La Compagnie Néerlandaise des Indes Orientales (VOC)

Retour en histoire sur la fameuse Compagnie Néerlandaise des Indes Orientales (VOC).

Aujourd’hui, Mer & Océan vous propose d’embarquer pour un retour sur l’histoire de la Compagnie Néerlandaise des Indes Orientales.

Concurrencer les puissances Ibériques

La « découverte » de l’Amérique, et plus largement l’expansion maritime des Ibériques dès la fin du XVe siècle, ouvrent la voie à des échanges commerciaux à l’échelle mondiale. Les Portugais établissent des comptoirs le long des côtes africaines, tandis que les Espagnols mettent en place des convois réguliers vers l’Amérique et les Philippines.

Se sentant lésées dans ce partage du monde ratifié par le Pape à l’occasion des Traités de Tordesillas et de Saragosse, les autres puissances européennes le contestent, notamment la France, l’Angleterre et la Hollande, que l’on nomme alors Provinces Unies. Le roi de France François Ier s’adresse ainsi à son rival Charles Quint, qui règne entre autres sur l’Espagne et sur son empire colonial :

« Le soleil luit pour moi comme pour les autres ; je voudrais bien voir la clause du testament d’Adam qui m’exclut du partage du monde ».


C’est ainsi notamment que François Ier lance l’explorateur Jacques Cartier vers le Canada. Mais l’impulsion est surtout être donnée à la création de grandes compagnies de commerce, qui vont soutenir les ambitions coloniales des rivaux des Ibériques : l’Angleterre fonde l’East India Company, les Compagnies des Indes françaises en sont un pâle équivalent, tandis que les Hollandais créent la puissante Vereenigde Oostindische Compagnie (VOC), destinée à devenir un véritable empire commercial.

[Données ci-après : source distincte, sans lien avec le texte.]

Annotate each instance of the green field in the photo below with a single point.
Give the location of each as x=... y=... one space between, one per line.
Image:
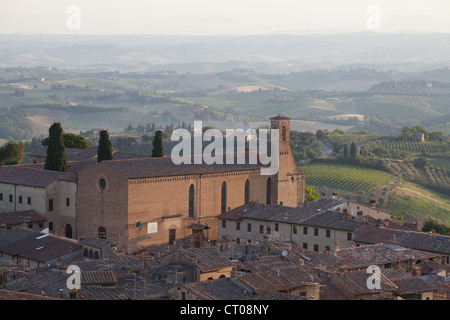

Créée en 1602, la VOC est d’abord une réponse aux diverses offenses ibériques faites aux navires hollandais, qui se voient tantôt interdire l’accès aux ports lusitaniens distribuant des produits orientaux, tantôt attaqués en situation d’isolement, alors que plane également la menace pirate. Par ailleurs, les petites sociétés d’armement précédant la création de la VOC, dépourvues d’une organisation commune, ne sont pas réellement en mesure de répondre correctement à la demande des acheteurs européens ; elles risquent en effet de ramener en masse des produits au détriment d’autres, entraînant de ce fait une chute des cours, et du même coup une baisse de la rentabilité de leurs expéditions.

Après 1602, c’est donc une compagnie de marchands détenant le monopole du commerce avec l’Asie, qui organise les convois répondant à la demande européenne. Un personnel permanent est installé dans les ports asiatiques et des dizaines de navires sont réunis au sein d’une flotte dédiée, qui part à la conquête du monde.

Amsterdam au coeur de l’organisation de la VOC

Le principe des petites sociétés d’armement, préalable à la VOC, est conservé à travers une administration par « six chambres » distinctes, installées dans les principaux ports néerlandais : Amsterdam, Zélande, Delft, Rotterdam, Hoorn et Enkhuizen. Dotées du droit particulier d’armer des navires pour l’Asie, ces chambres sont néanmoins placées sous la direction général d’un conseil, les Heeren XVII, formé de représentants élus de chaque chambre.

Implantée à Amsterdam, la VOC y installe sa comptabilité ainsi que d’importants chantiers navals, qui forment bientôt ce que l’on considèrera comme la première zone industrielle du monde. Les bateaux sont réalisés à partir de plans standards, qui permettent de diviser le travail et d’en réduire les coûts.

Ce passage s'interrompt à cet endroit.